3- BT will come and fix if there test systems indicate a problem.
4- BT test system for linetests can return these results: Unbalanced cable, Frames fault, Dis one leg in network, Dis in net work, Loop detected, LTOK eu equip unplugged, LTOK eu equip detected, Earth fault, Battery fault, failed to test

5- to get BT to come out fo a fault ONE OF THESE needs to show up, this almost guarantees them to come out and sort it, unfortunatly advocating sabotage is not my style
6- To get bt to come out to do what you need done I would recomend ordering a broadband boost job, when the FE arrives ell him what you want done and it should happen, not joking don't give him a long hard time just tell him what you want done and he should do it.
Now the crackling is a GOOD thing, BT have to fix the dial tone first, it dates back to laws on providing communications in a no power situation. That crackling means the engineer has to fix that for you.
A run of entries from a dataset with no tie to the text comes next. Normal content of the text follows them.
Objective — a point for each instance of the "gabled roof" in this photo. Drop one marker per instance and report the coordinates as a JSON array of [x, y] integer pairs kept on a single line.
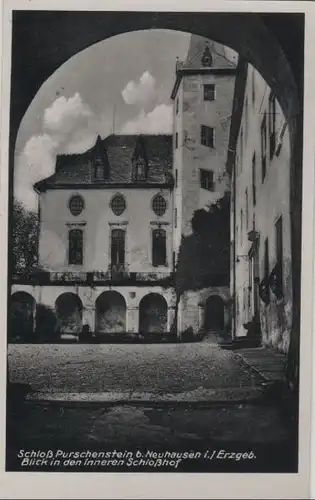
[[116, 154]]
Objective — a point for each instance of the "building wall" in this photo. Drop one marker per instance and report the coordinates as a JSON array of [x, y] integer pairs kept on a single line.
[[192, 308], [191, 155], [272, 202], [98, 219], [47, 296]]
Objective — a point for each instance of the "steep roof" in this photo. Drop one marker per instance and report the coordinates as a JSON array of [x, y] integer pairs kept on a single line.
[[115, 154]]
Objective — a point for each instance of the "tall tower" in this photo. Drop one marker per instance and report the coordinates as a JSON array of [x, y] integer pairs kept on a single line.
[[202, 96]]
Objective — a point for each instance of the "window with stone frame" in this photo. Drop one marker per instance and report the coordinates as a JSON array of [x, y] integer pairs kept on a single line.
[[207, 136], [158, 247], [209, 92], [118, 237], [75, 247]]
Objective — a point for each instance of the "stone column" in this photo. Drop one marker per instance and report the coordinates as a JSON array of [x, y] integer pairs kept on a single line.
[[132, 319], [88, 317]]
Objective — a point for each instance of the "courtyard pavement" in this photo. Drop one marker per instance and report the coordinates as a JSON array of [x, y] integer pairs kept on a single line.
[[130, 369], [154, 397]]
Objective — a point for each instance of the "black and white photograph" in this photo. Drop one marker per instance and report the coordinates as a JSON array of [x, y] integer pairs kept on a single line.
[[154, 229]]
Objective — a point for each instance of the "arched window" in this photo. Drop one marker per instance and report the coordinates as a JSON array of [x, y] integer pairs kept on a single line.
[[159, 205], [117, 247], [118, 204], [158, 247], [76, 205], [76, 246]]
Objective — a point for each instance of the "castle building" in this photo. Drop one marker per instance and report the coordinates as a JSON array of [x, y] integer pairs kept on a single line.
[[106, 238], [113, 221], [202, 97], [259, 163]]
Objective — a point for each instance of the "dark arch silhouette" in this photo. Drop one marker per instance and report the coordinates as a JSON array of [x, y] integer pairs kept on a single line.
[[214, 313], [22, 316], [153, 314], [68, 307], [110, 314], [257, 36]]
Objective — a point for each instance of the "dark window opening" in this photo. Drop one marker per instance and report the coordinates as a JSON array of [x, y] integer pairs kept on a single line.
[[279, 254], [272, 125], [254, 178], [75, 256], [76, 205], [209, 92], [117, 247], [207, 136], [159, 205], [253, 86], [139, 169], [99, 172], [158, 247], [246, 207], [118, 204], [207, 179], [263, 139]]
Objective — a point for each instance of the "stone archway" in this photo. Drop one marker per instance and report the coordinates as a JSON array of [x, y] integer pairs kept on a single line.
[[213, 313], [22, 312], [68, 307], [153, 311], [110, 313]]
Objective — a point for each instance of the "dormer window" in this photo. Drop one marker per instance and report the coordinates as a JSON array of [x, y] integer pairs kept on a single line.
[[207, 57], [139, 169], [98, 170]]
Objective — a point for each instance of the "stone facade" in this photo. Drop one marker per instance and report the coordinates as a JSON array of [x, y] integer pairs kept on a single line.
[[261, 267], [202, 96]]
At the same time asking him to repair the damaged cable that is Openreachs network and he should do that for you.
One thing to note: from that connector boix at the top of the door frame, one side goes to your ****y old master socket (which btw has no be upgraded as standard on any visit, so next time and engineer comes over make him give you an oppenreach nte

. The otherside goes to the next junction point, this could be going to OH or UG feeds, please bear in mind that if from on side of this it is straight through onto black cable, that goes up the house and over to the pole with no boxes or connectors (aka straightthrough from DP on pole mto your telcom box) then there is like 99% chance the Engineer wont do it, pole is most lkely unclimable.
Basically I see no reason for a FE to not come over and replace the master with an NTE and replace the cabling back as many junction boxes on ground level as you like. If it seems like its going to be a ball ache in your case then "grease the wheels" imo.